For dynamic device swaps:

ctx.streams["emg"].reconnect(target=LSLSource("EMG_v2"))

reconnect stops the acquisition thread, swaps the source, and restarts cleanly. The ring buffer is preserved across the swap so signal_viewer doesn't blank.

Channel naming

Sources may auto-discover channel names; if so, they appear in StreamInfo.channel_names:

info = stream.info  # StreamInfo
info.n_channels  # 64
info.fs  # 2048.0
info.channel_names  # ["EMG_01", "EMG_02", ...] or None

signal_viewer uses these names in its channel toggle list.

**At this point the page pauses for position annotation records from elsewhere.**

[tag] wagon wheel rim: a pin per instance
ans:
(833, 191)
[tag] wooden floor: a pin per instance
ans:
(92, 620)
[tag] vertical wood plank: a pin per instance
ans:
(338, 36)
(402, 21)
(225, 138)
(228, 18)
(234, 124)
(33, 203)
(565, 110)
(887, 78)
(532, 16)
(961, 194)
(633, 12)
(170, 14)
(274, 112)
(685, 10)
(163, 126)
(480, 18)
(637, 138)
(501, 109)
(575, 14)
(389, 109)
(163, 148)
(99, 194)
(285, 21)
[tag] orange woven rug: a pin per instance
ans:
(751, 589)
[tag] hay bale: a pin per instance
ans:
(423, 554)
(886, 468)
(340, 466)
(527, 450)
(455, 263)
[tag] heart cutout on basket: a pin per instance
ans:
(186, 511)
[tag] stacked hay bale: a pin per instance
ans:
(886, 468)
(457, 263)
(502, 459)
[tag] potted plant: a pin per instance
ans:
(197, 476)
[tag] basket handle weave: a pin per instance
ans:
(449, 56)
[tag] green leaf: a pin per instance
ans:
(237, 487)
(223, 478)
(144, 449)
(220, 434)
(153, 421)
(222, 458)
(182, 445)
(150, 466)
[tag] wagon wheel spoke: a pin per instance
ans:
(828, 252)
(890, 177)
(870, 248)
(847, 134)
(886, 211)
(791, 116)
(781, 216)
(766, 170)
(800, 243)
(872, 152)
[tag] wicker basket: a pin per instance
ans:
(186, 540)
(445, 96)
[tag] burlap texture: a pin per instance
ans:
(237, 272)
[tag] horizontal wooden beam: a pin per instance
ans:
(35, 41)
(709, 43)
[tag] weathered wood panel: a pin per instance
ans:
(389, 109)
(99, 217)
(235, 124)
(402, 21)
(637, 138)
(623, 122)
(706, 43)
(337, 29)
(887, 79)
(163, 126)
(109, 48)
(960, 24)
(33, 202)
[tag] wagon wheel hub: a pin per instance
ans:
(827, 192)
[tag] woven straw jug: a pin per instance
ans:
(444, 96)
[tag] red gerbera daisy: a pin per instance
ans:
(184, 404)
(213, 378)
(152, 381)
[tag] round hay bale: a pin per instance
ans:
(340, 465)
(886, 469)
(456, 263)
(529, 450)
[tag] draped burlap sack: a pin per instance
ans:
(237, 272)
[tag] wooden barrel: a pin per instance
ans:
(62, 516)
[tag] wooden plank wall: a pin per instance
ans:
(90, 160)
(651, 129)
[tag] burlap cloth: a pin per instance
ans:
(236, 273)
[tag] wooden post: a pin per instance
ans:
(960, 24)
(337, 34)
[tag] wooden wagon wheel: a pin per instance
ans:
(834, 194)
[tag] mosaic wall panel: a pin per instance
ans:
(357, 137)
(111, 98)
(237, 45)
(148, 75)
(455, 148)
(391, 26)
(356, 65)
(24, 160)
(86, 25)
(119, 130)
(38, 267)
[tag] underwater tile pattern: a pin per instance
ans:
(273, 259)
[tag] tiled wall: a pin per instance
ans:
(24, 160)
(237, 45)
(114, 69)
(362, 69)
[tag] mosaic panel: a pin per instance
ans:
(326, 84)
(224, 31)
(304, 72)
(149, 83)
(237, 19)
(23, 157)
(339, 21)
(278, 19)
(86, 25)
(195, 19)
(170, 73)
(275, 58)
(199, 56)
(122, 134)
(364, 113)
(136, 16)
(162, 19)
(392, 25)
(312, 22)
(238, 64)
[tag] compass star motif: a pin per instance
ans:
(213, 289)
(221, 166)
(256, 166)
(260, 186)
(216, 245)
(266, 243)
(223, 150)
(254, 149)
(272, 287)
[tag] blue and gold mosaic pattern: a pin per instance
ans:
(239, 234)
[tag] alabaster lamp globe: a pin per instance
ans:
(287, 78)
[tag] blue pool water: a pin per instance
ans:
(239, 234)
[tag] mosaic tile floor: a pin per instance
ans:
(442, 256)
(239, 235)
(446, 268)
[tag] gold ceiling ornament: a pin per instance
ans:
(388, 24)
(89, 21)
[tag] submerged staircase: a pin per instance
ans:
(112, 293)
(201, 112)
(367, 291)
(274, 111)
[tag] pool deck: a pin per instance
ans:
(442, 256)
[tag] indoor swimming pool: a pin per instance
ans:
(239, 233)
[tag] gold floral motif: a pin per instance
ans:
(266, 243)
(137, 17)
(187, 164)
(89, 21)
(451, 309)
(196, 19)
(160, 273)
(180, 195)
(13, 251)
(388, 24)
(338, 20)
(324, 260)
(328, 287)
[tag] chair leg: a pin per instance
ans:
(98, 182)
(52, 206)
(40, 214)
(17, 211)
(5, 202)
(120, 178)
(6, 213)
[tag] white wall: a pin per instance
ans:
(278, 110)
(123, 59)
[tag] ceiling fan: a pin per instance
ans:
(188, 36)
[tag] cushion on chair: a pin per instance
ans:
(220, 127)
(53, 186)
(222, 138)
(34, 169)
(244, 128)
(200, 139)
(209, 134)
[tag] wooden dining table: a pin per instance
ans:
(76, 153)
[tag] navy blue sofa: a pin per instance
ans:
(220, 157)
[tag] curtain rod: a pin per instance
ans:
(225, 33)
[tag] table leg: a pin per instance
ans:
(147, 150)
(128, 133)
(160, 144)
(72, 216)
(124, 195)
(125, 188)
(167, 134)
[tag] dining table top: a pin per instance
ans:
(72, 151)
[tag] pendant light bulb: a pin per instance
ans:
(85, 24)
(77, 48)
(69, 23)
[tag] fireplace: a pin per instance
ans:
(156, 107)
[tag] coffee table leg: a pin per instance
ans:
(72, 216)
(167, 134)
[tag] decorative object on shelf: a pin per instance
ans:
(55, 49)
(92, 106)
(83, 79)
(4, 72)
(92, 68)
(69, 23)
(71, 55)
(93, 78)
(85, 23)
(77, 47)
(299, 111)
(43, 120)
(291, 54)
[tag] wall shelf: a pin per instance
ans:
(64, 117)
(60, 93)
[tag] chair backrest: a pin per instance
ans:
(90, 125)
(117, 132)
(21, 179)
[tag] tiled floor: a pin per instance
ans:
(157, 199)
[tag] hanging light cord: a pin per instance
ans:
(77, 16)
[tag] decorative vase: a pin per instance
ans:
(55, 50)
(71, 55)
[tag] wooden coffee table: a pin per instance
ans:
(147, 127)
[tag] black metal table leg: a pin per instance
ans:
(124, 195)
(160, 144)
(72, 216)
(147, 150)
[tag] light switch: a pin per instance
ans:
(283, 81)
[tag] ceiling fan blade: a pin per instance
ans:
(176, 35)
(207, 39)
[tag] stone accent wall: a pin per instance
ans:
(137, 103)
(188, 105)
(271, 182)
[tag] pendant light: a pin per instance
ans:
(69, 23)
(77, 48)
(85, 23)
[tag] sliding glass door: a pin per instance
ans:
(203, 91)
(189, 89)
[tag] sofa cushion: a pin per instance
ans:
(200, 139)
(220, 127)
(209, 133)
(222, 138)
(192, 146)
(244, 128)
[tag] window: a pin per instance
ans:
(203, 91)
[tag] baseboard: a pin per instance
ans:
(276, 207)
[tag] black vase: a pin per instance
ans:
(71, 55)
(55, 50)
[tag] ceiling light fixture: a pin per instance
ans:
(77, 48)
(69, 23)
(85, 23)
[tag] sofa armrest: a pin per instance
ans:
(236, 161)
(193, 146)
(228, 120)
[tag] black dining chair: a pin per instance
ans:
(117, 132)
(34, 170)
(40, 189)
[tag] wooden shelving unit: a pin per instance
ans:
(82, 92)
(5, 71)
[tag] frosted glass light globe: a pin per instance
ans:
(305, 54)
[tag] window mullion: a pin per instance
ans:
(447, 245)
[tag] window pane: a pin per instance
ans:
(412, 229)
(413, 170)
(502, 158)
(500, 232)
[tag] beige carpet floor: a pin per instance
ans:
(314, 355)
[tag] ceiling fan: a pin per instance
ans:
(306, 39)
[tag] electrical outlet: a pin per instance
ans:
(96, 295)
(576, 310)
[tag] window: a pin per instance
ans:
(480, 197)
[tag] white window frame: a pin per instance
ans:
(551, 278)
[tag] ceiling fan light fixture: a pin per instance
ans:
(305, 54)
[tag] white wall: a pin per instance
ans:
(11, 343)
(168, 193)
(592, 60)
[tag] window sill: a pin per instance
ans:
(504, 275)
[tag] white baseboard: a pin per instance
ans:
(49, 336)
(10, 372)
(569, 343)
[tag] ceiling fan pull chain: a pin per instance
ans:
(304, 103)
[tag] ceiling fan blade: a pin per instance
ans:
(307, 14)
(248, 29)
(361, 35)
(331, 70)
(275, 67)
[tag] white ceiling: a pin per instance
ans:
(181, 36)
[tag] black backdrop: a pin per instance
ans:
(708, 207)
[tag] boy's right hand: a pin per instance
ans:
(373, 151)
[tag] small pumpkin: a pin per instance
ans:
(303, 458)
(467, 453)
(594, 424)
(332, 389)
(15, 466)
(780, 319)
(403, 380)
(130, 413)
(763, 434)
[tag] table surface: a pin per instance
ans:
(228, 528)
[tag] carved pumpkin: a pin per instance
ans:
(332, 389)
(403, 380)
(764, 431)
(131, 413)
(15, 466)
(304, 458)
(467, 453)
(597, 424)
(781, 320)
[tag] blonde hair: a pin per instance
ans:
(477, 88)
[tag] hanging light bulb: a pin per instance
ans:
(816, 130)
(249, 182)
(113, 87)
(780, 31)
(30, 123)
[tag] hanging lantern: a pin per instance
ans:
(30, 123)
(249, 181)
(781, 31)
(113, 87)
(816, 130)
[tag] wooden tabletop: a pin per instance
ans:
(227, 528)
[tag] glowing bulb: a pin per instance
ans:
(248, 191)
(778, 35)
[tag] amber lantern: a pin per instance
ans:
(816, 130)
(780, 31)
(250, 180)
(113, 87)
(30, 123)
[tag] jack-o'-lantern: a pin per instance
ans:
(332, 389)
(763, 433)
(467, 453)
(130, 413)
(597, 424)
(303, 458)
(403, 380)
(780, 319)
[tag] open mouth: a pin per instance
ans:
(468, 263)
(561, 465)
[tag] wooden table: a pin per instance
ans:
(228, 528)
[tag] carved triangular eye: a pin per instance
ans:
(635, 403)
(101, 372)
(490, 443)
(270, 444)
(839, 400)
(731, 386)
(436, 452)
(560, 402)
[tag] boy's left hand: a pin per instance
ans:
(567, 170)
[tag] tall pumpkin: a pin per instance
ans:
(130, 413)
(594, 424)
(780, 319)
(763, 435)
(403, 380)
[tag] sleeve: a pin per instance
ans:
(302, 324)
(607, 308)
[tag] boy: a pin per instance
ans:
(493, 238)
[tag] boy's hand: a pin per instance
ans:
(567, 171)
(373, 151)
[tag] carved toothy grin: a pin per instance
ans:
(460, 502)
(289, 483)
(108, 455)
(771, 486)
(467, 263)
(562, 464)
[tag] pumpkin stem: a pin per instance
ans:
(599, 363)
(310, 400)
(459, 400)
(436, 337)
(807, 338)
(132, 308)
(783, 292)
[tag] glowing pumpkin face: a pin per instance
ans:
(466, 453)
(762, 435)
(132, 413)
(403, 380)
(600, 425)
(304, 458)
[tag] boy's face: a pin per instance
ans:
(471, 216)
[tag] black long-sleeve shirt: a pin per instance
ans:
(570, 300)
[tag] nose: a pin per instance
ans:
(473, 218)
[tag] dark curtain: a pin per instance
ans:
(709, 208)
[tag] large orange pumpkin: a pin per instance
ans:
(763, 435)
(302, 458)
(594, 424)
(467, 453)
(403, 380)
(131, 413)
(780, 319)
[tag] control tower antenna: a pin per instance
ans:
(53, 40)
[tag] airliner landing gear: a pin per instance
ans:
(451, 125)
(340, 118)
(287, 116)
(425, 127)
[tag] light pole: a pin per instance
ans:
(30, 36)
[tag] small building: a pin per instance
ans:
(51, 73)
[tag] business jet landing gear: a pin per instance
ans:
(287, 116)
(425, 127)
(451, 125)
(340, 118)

If a source returns None, names default to "ch_0", "ch_1", …

Common mistakes

See also: full Troubleshooting index, organised by symptom across every subsystem.

  • Confusing window vs. buffer. window_seconds is what get_window returns; buffer_seconds is how much history the buffer holds. The latter only matters if you want to look back further than a window (e.g. for a 30 s signal viewer with a 1 s prediction window).
  • Forgetting the transpose. If you sub-class a Source and accidentally return (n_channels, n_samples), the recording layer will write a Zarr array shaped wrong and replay won't match. Stay sample-major in the source.
  • Computing on the display path. get_display is decimated. For features, always use get_window.